Peek into the Future

So what might microbiota-based personalized medicine look like? In some cases, the microbiota might assist with diagnosis. In others, at time of diagnosis, the microbiota could be sampled and subjected to amplicon (16S) sequencing or perhaps shotgun sequencing. Based upon this, a unique treatment plan might be designed, in which the goal would be to generate a microbiota that might be more healthful for that particular disease state. This might involve introduction of organisms that affect the metabolism of drugs used to treat the disorder; using dietary, probiotic, or even bacteriophage therapy to increase or decrease the abundance of specific organisms that are associated with the disease state; or simply increasing the fecal microbial diversity. Drug therapy targeting bacterial enzymes predisposing to an unfavorable metabolic milieu might also be contemplated. Situations with more severe dysbiosis might require more drastic measures, such as EEN or FMT.
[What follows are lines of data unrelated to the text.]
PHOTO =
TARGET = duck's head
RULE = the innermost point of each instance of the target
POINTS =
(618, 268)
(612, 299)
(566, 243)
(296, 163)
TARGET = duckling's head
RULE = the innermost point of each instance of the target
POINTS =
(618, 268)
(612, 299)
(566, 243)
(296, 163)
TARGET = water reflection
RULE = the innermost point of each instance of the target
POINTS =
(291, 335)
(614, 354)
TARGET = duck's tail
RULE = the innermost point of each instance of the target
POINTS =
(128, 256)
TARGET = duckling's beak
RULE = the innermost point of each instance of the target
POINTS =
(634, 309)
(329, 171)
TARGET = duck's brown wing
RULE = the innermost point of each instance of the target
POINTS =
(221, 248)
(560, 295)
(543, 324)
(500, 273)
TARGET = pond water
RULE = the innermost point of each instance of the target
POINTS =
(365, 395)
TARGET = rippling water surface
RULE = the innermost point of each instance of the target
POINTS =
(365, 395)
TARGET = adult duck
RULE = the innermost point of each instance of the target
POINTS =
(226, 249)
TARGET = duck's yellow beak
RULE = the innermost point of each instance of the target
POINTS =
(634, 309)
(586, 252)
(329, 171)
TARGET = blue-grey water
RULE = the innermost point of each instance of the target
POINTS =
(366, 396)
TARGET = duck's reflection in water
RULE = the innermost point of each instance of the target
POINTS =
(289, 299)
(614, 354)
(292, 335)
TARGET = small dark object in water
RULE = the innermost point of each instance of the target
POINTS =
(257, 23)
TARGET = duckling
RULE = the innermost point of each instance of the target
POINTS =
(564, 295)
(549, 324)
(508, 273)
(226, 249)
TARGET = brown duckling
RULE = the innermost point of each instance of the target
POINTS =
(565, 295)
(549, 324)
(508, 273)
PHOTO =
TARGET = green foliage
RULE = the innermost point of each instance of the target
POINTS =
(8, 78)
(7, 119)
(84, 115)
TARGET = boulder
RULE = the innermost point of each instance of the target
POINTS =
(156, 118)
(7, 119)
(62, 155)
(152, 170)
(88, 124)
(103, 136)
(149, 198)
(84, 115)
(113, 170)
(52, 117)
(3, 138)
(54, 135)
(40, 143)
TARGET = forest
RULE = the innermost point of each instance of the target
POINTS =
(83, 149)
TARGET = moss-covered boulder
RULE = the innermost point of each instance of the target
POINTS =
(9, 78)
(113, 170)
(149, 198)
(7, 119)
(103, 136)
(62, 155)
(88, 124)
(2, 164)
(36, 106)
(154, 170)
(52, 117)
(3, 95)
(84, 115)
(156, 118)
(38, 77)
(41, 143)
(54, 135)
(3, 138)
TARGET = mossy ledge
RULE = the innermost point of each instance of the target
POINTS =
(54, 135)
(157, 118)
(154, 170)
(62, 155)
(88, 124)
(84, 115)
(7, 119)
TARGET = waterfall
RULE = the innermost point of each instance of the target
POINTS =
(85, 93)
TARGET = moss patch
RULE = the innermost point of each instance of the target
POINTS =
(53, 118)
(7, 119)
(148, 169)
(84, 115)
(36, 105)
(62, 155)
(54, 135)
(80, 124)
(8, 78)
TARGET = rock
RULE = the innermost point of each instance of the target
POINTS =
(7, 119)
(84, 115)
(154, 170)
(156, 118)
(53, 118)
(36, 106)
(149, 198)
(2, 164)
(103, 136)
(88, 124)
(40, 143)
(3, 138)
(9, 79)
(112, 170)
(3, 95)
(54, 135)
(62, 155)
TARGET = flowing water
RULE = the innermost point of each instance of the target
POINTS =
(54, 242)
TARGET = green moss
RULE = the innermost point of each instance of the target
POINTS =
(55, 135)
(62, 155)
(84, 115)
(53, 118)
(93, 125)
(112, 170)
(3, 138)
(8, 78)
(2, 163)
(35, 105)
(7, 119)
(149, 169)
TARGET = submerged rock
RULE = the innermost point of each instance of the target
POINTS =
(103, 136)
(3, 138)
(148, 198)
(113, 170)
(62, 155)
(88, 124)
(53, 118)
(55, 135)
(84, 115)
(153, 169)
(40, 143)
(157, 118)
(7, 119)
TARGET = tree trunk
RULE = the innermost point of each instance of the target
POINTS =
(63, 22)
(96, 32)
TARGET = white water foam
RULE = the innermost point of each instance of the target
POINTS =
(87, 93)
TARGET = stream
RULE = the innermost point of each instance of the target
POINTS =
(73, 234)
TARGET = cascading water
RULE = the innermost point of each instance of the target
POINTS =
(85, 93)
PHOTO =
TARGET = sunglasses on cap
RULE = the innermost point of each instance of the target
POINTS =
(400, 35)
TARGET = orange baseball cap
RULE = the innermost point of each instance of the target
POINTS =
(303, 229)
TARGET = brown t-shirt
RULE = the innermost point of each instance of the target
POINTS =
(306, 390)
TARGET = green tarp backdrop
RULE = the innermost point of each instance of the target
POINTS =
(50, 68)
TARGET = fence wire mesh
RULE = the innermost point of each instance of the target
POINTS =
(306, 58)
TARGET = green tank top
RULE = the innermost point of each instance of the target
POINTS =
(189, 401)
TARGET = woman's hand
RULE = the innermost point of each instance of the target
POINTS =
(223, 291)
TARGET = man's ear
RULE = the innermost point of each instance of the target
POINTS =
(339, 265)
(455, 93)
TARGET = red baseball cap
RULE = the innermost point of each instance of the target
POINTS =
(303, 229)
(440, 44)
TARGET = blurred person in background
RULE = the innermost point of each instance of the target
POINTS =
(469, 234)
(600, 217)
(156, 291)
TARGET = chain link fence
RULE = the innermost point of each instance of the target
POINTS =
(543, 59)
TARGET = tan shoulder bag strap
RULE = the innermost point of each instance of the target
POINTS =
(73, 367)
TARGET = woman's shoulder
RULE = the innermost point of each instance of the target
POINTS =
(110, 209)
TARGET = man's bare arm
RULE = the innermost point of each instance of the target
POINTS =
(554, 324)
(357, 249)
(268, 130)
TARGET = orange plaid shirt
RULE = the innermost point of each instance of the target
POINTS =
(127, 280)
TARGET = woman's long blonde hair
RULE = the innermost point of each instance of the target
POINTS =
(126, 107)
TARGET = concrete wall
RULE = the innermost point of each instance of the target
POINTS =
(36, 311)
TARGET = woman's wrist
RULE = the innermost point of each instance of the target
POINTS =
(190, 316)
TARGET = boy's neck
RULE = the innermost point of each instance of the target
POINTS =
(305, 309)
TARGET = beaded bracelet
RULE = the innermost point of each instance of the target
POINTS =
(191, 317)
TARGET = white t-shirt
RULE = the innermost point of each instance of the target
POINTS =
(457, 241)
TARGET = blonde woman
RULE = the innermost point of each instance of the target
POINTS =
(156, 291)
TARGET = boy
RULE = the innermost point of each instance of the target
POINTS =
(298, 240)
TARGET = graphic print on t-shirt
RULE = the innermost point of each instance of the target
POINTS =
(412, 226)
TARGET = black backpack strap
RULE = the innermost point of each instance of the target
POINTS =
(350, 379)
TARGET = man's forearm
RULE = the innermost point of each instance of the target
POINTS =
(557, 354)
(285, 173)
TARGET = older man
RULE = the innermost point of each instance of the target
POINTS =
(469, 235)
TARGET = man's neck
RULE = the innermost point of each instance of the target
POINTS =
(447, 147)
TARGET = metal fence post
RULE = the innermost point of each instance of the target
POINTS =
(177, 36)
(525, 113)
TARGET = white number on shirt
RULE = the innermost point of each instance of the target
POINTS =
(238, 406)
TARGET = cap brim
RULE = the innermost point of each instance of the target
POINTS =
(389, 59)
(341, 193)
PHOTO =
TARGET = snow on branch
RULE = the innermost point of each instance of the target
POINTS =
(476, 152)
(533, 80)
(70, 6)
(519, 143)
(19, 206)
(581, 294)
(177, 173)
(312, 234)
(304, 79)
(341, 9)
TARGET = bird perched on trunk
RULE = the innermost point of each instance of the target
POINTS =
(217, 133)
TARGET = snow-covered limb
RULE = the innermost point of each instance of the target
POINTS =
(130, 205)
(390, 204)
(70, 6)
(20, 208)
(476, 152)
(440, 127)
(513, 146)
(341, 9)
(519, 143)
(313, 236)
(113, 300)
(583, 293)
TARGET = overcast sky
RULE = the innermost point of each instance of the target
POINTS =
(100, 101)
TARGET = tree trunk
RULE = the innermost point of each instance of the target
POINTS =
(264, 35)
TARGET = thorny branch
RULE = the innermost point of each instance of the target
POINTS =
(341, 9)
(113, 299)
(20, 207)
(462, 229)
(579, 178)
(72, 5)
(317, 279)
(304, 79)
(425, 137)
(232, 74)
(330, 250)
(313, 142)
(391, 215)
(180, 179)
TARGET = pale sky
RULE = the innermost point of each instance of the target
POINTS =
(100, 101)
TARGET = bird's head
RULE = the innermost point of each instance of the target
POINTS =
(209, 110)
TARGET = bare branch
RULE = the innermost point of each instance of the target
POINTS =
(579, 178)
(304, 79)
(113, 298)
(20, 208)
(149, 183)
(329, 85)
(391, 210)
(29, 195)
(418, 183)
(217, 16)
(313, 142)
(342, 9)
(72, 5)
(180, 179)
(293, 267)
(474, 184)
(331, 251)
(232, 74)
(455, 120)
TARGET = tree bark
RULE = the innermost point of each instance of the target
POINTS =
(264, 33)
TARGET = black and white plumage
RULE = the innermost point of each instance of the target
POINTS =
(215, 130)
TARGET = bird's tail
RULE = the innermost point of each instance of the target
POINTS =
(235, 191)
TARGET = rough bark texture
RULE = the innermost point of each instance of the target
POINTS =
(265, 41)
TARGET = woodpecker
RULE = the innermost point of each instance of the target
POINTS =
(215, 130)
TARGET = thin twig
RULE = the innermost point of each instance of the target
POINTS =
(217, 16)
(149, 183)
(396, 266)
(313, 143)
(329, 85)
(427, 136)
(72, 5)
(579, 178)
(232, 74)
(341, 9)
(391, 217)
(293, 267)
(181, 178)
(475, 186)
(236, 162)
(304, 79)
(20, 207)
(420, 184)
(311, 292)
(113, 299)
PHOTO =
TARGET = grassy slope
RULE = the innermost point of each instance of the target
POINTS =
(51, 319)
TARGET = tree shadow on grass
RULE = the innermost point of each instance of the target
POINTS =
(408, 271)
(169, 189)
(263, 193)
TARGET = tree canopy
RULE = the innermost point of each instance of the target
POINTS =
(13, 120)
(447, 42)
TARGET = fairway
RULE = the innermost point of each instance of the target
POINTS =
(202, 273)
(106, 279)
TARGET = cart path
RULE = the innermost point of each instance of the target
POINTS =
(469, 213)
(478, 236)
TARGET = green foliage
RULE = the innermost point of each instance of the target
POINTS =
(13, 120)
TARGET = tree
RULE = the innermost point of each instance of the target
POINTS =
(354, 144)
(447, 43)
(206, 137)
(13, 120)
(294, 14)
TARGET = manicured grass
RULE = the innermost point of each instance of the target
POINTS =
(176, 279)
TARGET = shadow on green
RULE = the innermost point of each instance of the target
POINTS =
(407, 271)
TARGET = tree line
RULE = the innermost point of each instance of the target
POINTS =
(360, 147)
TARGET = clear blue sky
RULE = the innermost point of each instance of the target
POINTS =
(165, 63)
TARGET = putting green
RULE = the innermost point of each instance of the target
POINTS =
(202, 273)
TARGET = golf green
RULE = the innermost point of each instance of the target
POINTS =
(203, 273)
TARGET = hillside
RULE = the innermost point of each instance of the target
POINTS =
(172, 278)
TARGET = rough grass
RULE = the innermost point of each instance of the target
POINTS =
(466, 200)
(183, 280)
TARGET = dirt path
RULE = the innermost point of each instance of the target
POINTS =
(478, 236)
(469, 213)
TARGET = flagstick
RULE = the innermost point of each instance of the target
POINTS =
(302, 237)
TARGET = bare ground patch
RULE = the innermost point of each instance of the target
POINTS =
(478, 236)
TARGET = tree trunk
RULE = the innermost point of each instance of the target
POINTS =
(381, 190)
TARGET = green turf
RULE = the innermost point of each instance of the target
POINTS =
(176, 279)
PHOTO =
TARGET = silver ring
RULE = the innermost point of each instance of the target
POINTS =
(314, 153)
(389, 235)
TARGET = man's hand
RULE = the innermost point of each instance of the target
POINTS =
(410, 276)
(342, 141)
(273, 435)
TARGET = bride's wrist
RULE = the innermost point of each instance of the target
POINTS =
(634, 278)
One final consideration is cost . Monitoring the fecal microbiota may sound interesting, but is it feasible from an economic standpoint? Here at UAB, the cost of performing 16S sequence analysis inclusive of all steps from DNA preparation to bioinformatics analysis is approximately $50/sample. This is equivalent to a complete blood count and metabolic panel, labs routinely ordered in medical practice. At approximately $1000/sample, shotgun sequencing is substantially more expensive , although it will likely fall in price in the future. Even at its current price, it is in line with numerous types of advanced testing, and to the extent that such testing could aid in the management of chronic diseases, it may well be worth its cost.